|title:||Learning Recognizers from Experience|
|published in:||February 2007|
Master of Science thesis
Man-machine interaction group
Delft University of Technology
|PDF (3817 KB)|
Learning through interaction forms a foundational aspect of learning. To construct
powerful autonomous agents we need to ground their knowledge in (verifiable) observations
and predictions over these observations. We call these observations experience.
Reinforcement learning is a computational approach that defines problems and solutions
for learning through interaction by goal-oriented agents. We provide a survey of
this field as well as the mathematical foundations of reinforcement learning, Markov
Decision processes. A key step towards making reinforcement learning easier to use
in real world applications is the ability to use data efficiently, as well as to use data
sets generated off-line in the learning process. Off-policy learning algorithms aim to
achieve this goal.
Recently, [Precup et al., 2005] proposed a framework called recognizers, which facilitates off-policy learning. Recognizers can be viewed as filters on actions, which can be applied to a data set in order to learn expected returns for different policies. In the work so far, recognizers were hand specified. In this thesis, we present the first results on learning such recognizers from data.

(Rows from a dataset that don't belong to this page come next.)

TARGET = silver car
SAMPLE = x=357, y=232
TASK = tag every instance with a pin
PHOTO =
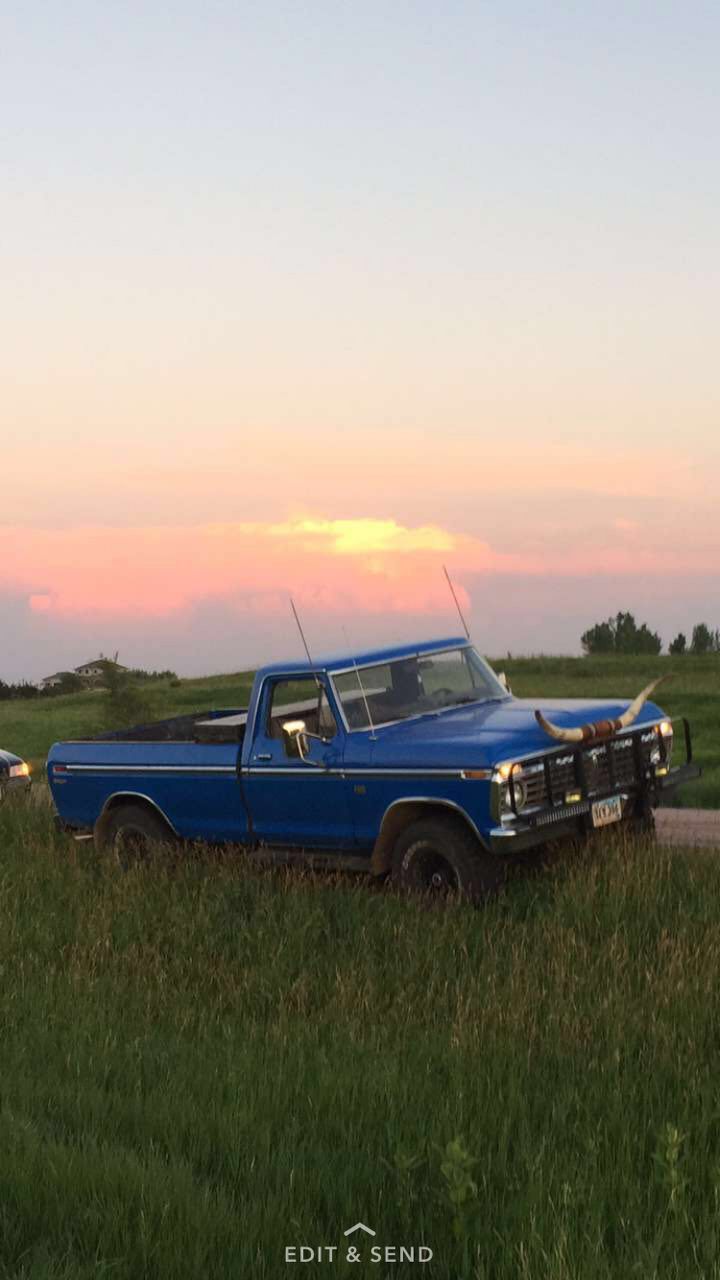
x=14, y=775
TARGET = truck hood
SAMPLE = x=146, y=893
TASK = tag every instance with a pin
x=484, y=734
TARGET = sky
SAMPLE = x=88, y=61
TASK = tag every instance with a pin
x=314, y=298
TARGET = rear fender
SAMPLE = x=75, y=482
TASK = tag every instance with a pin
x=136, y=796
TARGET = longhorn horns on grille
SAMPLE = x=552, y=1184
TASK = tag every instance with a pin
x=601, y=728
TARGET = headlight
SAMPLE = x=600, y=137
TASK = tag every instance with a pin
x=519, y=789
x=657, y=755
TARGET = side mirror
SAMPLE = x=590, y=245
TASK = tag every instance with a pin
x=295, y=739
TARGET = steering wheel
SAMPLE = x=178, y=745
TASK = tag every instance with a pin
x=438, y=694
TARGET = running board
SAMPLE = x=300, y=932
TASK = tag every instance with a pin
x=331, y=860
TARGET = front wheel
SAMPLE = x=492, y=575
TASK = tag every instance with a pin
x=442, y=858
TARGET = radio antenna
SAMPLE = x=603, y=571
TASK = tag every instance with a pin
x=360, y=685
x=456, y=600
x=305, y=643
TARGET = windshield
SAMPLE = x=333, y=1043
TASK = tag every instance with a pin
x=415, y=685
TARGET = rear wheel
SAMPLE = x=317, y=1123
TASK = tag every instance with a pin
x=442, y=858
x=131, y=832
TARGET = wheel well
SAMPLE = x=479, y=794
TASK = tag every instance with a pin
x=121, y=798
x=401, y=814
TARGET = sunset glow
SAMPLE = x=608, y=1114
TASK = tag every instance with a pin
x=272, y=332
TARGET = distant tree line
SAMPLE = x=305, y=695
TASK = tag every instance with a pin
x=621, y=634
x=71, y=682
x=22, y=690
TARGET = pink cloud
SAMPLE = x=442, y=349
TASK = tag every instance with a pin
x=364, y=565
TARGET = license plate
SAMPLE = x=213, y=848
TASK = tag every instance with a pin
x=604, y=812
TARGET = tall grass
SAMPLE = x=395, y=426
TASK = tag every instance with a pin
x=204, y=1063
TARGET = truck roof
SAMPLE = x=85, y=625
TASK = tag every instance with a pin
x=367, y=657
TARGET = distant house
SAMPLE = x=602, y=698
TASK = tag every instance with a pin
x=90, y=672
x=53, y=681
x=98, y=668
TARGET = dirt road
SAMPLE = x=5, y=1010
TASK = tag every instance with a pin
x=696, y=827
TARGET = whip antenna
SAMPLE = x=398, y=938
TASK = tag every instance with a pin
x=456, y=600
x=305, y=643
x=360, y=686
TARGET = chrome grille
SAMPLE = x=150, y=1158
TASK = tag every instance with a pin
x=607, y=767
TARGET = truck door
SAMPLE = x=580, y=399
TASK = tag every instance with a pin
x=294, y=801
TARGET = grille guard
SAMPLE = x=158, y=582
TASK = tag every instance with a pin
x=645, y=773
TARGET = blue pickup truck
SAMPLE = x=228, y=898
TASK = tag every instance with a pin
x=414, y=760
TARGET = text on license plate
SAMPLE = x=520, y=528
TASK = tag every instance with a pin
x=605, y=812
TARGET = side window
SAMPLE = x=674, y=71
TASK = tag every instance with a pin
x=300, y=699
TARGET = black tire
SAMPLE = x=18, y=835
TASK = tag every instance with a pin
x=641, y=822
x=442, y=858
x=130, y=833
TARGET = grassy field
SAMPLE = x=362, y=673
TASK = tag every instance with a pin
x=204, y=1063
x=692, y=690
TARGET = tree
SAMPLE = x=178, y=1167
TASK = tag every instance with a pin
x=127, y=703
x=598, y=639
x=620, y=635
x=702, y=639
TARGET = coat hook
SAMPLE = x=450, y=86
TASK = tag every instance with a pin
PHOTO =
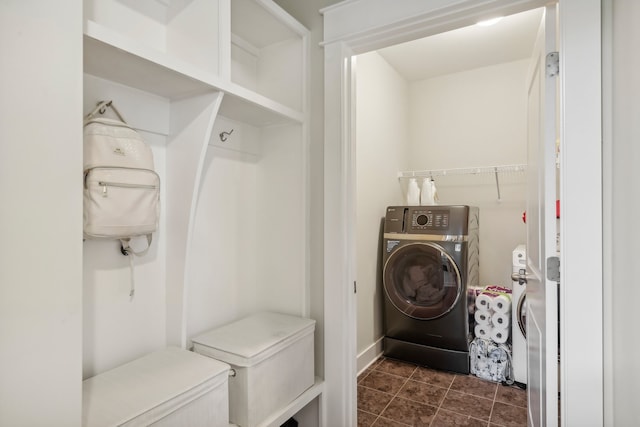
x=225, y=135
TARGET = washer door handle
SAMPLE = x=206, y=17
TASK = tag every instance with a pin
x=521, y=276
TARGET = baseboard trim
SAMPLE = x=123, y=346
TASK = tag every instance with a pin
x=369, y=355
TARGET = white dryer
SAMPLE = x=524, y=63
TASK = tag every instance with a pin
x=519, y=317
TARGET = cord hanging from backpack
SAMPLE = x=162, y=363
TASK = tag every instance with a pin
x=121, y=188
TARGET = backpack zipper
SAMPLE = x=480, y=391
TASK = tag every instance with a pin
x=105, y=184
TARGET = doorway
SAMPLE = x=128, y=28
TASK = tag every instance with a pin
x=345, y=36
x=452, y=108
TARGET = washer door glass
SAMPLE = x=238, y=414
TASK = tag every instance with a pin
x=422, y=280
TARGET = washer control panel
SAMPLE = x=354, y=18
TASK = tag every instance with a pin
x=428, y=219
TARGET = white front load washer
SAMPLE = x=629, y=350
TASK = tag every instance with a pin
x=519, y=317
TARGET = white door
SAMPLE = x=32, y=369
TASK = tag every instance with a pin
x=542, y=297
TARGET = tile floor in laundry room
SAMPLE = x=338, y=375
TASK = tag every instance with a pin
x=393, y=393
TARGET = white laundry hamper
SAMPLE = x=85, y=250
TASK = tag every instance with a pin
x=166, y=388
x=272, y=356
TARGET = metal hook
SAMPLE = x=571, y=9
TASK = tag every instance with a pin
x=225, y=135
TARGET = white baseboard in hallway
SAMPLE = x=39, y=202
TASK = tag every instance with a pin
x=369, y=355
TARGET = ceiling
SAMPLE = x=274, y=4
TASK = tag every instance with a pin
x=466, y=48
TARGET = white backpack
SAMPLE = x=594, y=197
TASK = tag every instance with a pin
x=121, y=188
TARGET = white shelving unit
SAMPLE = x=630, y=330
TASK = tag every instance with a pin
x=497, y=172
x=186, y=72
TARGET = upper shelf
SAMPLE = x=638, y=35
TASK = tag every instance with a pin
x=179, y=57
x=484, y=170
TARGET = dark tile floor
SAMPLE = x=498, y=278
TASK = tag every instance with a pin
x=393, y=393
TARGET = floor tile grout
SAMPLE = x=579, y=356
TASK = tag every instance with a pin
x=408, y=377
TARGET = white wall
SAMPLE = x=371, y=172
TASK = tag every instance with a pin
x=248, y=249
x=40, y=213
x=477, y=118
x=624, y=290
x=116, y=328
x=382, y=138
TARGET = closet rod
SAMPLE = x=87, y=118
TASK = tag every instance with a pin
x=464, y=171
x=495, y=170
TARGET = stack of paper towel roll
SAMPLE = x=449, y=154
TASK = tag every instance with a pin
x=493, y=314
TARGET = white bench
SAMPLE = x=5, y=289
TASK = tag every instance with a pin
x=167, y=388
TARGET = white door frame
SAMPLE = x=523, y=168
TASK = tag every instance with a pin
x=390, y=22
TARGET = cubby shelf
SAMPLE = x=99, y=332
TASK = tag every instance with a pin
x=117, y=58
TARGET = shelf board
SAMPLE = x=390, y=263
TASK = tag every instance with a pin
x=117, y=58
x=279, y=417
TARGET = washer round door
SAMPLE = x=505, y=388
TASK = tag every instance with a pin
x=422, y=280
x=522, y=314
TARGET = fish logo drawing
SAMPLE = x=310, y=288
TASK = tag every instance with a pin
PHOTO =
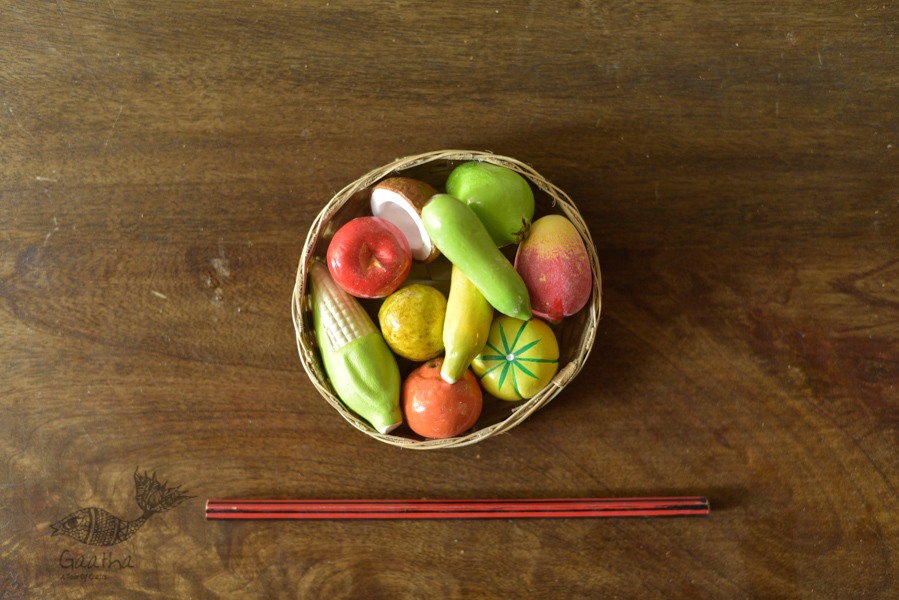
x=97, y=527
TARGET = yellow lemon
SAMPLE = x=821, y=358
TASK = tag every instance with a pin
x=411, y=321
x=520, y=358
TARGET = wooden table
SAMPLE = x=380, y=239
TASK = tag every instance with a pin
x=737, y=165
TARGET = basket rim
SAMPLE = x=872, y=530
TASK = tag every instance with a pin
x=520, y=412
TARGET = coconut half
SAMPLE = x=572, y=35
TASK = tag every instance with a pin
x=400, y=200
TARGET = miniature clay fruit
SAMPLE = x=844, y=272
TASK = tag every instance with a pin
x=411, y=320
x=465, y=329
x=369, y=257
x=554, y=264
x=464, y=241
x=400, y=200
x=500, y=197
x=434, y=408
x=360, y=366
x=520, y=358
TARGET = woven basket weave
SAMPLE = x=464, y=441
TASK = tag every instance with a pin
x=575, y=334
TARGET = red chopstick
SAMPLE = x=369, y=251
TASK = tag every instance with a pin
x=458, y=509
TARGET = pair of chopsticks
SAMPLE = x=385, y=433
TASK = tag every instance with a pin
x=672, y=506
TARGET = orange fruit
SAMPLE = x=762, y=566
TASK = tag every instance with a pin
x=436, y=409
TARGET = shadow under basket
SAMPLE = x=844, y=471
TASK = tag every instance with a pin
x=575, y=334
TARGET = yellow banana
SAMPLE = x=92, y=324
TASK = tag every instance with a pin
x=465, y=329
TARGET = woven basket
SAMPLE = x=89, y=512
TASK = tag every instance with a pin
x=575, y=334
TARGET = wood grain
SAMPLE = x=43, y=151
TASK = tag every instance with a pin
x=160, y=164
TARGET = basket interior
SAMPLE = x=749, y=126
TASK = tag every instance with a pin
x=574, y=334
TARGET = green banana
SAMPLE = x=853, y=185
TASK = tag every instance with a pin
x=458, y=233
x=466, y=326
x=362, y=369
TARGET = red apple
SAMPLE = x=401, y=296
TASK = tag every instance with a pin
x=369, y=257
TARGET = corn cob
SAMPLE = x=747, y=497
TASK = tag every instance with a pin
x=465, y=329
x=362, y=369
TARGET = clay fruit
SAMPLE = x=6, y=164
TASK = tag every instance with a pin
x=437, y=409
x=360, y=366
x=399, y=200
x=520, y=358
x=369, y=257
x=555, y=267
x=463, y=240
x=411, y=320
x=500, y=197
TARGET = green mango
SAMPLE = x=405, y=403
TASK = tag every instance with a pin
x=500, y=197
x=463, y=239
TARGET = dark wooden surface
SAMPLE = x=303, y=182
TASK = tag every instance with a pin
x=737, y=164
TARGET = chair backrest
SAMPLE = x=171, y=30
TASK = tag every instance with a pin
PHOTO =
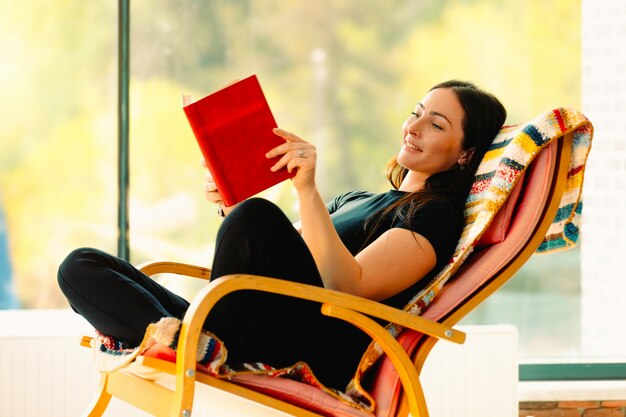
x=531, y=209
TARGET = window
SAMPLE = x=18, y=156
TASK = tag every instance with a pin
x=58, y=145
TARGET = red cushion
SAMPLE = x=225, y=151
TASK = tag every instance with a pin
x=497, y=230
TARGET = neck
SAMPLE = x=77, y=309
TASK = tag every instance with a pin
x=412, y=182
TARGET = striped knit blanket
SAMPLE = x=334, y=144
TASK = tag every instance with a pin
x=510, y=153
x=513, y=149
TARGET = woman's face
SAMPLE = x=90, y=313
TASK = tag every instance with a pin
x=432, y=135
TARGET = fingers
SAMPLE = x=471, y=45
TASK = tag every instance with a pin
x=210, y=190
x=288, y=136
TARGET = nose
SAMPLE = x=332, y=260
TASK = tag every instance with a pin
x=414, y=125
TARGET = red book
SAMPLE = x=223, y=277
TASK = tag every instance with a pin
x=233, y=127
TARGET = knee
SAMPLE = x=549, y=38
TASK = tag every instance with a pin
x=258, y=210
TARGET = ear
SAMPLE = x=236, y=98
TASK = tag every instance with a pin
x=466, y=156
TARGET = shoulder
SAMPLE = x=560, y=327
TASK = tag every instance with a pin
x=348, y=197
x=436, y=219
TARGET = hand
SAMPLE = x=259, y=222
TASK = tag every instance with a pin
x=211, y=192
x=296, y=154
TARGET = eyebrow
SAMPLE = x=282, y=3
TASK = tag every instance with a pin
x=435, y=113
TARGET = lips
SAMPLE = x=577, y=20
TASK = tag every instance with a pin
x=411, y=145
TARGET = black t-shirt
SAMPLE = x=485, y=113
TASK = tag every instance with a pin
x=440, y=222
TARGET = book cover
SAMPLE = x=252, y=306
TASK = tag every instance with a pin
x=233, y=127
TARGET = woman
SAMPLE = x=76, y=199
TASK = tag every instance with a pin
x=383, y=247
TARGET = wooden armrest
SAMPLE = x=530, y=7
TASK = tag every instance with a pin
x=153, y=268
x=227, y=284
x=334, y=303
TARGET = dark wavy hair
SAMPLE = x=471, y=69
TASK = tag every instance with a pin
x=483, y=118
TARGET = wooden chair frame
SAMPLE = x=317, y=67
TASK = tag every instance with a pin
x=161, y=401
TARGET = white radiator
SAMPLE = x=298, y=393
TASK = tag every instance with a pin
x=477, y=378
x=45, y=373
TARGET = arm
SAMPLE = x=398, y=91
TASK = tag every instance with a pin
x=388, y=265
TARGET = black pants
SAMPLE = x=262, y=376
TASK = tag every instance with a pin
x=255, y=238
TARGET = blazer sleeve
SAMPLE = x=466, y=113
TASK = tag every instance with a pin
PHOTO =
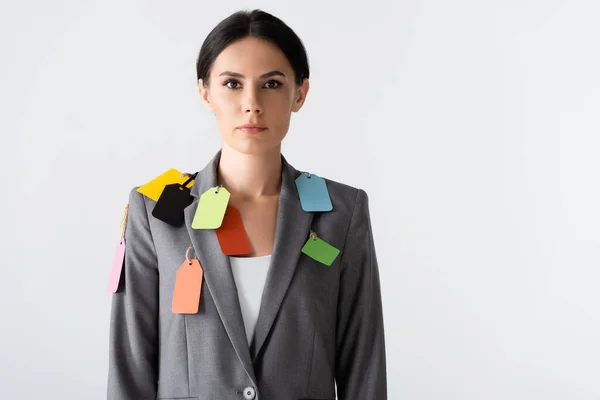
x=360, y=367
x=133, y=338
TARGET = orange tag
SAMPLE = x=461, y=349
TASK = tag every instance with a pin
x=232, y=235
x=188, y=283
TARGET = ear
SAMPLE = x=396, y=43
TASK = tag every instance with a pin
x=205, y=95
x=301, y=93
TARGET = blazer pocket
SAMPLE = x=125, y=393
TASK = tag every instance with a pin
x=176, y=398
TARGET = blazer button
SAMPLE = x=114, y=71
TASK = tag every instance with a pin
x=249, y=393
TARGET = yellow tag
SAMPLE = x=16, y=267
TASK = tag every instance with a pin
x=154, y=188
x=211, y=208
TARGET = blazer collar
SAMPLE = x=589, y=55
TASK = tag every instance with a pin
x=291, y=232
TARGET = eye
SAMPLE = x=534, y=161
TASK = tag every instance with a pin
x=278, y=84
x=275, y=84
x=230, y=81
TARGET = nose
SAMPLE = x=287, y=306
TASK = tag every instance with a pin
x=251, y=104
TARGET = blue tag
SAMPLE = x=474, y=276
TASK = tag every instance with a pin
x=314, y=195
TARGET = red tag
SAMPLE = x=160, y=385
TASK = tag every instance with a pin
x=232, y=235
x=188, y=283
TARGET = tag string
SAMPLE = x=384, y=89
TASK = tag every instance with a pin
x=123, y=223
x=186, y=254
x=191, y=177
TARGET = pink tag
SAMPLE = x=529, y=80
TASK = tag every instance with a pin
x=115, y=272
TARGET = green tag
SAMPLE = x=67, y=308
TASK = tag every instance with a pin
x=320, y=250
x=211, y=208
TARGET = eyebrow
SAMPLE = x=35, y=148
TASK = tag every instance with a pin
x=266, y=75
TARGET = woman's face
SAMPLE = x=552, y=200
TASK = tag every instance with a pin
x=239, y=94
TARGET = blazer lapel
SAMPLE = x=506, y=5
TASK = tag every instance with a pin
x=217, y=268
x=291, y=232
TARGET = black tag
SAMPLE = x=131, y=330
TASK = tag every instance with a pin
x=173, y=199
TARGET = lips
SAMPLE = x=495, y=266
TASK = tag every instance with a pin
x=252, y=130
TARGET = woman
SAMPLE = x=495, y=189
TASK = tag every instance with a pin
x=295, y=313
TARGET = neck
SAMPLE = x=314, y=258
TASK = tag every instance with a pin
x=250, y=176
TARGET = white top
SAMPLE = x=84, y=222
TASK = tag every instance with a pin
x=250, y=275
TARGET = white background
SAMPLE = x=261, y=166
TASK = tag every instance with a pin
x=472, y=125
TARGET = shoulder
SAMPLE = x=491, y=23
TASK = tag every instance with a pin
x=344, y=197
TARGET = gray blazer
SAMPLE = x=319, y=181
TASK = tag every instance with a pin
x=318, y=325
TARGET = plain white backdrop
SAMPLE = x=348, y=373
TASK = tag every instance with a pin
x=473, y=125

The main idea of the approach is based on eliminating from the recognition function actions that are deemed suboptimal.
We provide theoretical results regarding the convergence in the limit to the optimal policy, as well as PAC-style convergence guarantees. We implemented our model and tested our system in different environments and under varying conditions. We provide empirical results illustrating the advantages of this approach.